Em segundo lugar, a averiguação da ocorrência de uma condição unilateral não deve ser analisada em termos meramente subjetivos. Como aqui reiteradamente enfatizado, há um caráter objetivo nesta condição, o qual deve ser levado em consideração justamente no momento em que se verifica se as Exigências de Fechamento – isto é, situações de fato eleitas pelas partes que subordinam os efeitos plenos do negócio (transferências das participações societárias vs. pagamento do preço) – ocorreram, ou não, no mundo fático: i.e. na data do fechamento. Tome-se, aqui, o primeiro exemplo citado, o comprador sabia da existência da suspeita de violação à Lei Ambiental, nada o fez, e pelo insucesso na tentativa de renegociar os termos da operação, utiliza a suspeita como impedimento da operação. Acontece que “suspeitar da existência de uma violação” não é o mesmo que “configurar uma violação à lei”. Essa é apurada segundo critérios objetivos, como, entre outros, a existência de sentença transitada em julgado, ou a existência de processo judicial ou administrativo apurando tal violação.

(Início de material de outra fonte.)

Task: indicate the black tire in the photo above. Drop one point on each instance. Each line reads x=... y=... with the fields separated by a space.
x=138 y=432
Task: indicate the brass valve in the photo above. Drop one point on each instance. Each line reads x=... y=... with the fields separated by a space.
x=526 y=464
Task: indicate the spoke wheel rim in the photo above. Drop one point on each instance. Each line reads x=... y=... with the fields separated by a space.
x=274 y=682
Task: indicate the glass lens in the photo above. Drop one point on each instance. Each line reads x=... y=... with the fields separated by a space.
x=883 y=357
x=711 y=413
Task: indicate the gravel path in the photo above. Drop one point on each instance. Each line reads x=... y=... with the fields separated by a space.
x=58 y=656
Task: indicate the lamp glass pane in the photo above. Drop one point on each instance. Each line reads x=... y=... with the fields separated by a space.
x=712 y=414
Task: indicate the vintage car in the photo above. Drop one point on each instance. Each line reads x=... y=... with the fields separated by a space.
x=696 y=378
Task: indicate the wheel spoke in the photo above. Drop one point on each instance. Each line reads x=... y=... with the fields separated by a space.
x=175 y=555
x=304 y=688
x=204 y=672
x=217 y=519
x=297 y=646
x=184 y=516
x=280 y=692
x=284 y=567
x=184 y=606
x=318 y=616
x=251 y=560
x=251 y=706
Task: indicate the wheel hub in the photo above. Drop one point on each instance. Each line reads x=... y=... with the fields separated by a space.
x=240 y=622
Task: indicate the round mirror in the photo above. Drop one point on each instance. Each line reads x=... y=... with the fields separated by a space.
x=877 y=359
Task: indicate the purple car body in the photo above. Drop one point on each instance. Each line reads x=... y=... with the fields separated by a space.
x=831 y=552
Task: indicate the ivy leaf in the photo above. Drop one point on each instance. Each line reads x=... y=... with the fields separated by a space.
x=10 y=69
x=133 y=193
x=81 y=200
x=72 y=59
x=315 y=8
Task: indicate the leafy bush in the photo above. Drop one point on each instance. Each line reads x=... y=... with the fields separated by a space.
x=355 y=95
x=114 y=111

Em suma: as condições unilaterais, figuras utilizadas comumente na prática de M&A, são, prima facie lícitas no Direito brasileiro, e submetem-se em princípio ao regime condicional, no que couber. Delas derivam posições jurídicas potestativas ao beneficiado que não são ilimitadas, devendo sempre serem respeitadas no seu manejo as balizas de licitude e do exercício funcional do direito.

 

[1] Doutora em Direito Comercial pela Universidade de São Paulo. Mestre em Direito Civil pela Universidade do Estado do Rio de Janeiro. Sócia de Judith Martins-Costa Advogados.

[2] GERALDES, João. Sobre o Poder de Renunciar Unilateralmente a Condições Suspensivas. Revista de Direito Civil Contemporâneo, vol. 29, ano 8, p. 299-337, 2021, p. 304.

[3] Exemplificativamente, há trabalhos específicos sobre o assunto: BALDINI, Giovanni. La condizione unilaterale: implicazioni e problemi. In: ALCARO, F. (Coords.). La Condizione Nel Contratto. Padova: CEDAM, 2008; BACIN, Monica. La Condizione Unilaterale: Un Test Dell’Autonomia Privatta. Rivista di Diritto Civile, Ano XLIV,nº 4, p. 339-359, 1998.

[4] GERALDES, João de Oliveira. Tipicidade Contratual e Condicionalidade Suspensiva: Estudo sobre a exterioridade condicional e sobre a posição jurídica resultante dos tipos contratuais condicionados. Coimbra: Coimbra Editora, 2010.

[5] Contra a viabilidade jurídica: BACIN, Monica. La Condizione Unilaterale: Un Test Dell’Autonomia Privatta. Rivista di Diritto Civile, Ano XLIV,nº 4, p. 339-359, 1998.

[6] PETRELLI, Gaetano. La Condizione <<elemento essenziale>> del Negozio Giuridico: Teoria generale e profili applicativi. Milão: Giuffrè Editore, 2000, p. 228.

[7] TATARANO, Giovanni. ROMANO, Carminne. Condizione e Modus: Trattato di Diritto Civile del Consiglio Nazionale del Notariato. Napoli: Edizione Scientifiche Italiane, 2009, p. 170-175; NAZZARO, Ana Carla. La condizione tra uso atipico e abuso. In: ALCARO, F. (Coords.). La Condizione Nel Contratto. Padova: CEDAM, 2008, p. 374-375; BALDINI, Giovanni. La condizione unilaterale: implicazioni e problemi. In: ALCARO, F. (Coords.). La Condizione Nel Contratto. Padova: CEDAM, 2008, p. 147-155.

[8] TATTARANO, Giovanni; ROMANO, Carmine. Condizione e Modus: Trattato di Diritto Civile del Consiglio Nationale del Notariato. Sezione IV. Napoli: Edizioni Scientifiche Italiane, 2009, p. 175, item 50; Em sentido similar, citando decisão do Tribunal de Verona: BIANCO, Raffaello. La Condizione Apposta Nell’interesse di uma Sola Parte. Tesi di Dottorato di ricerca in diritto dei rapporti economici e di lavoro. Universitá Degli Studi di Napoli. Orientador Ch.mo Prof. Biagio Grasso. Napoli, 2006, p. 10 e 98.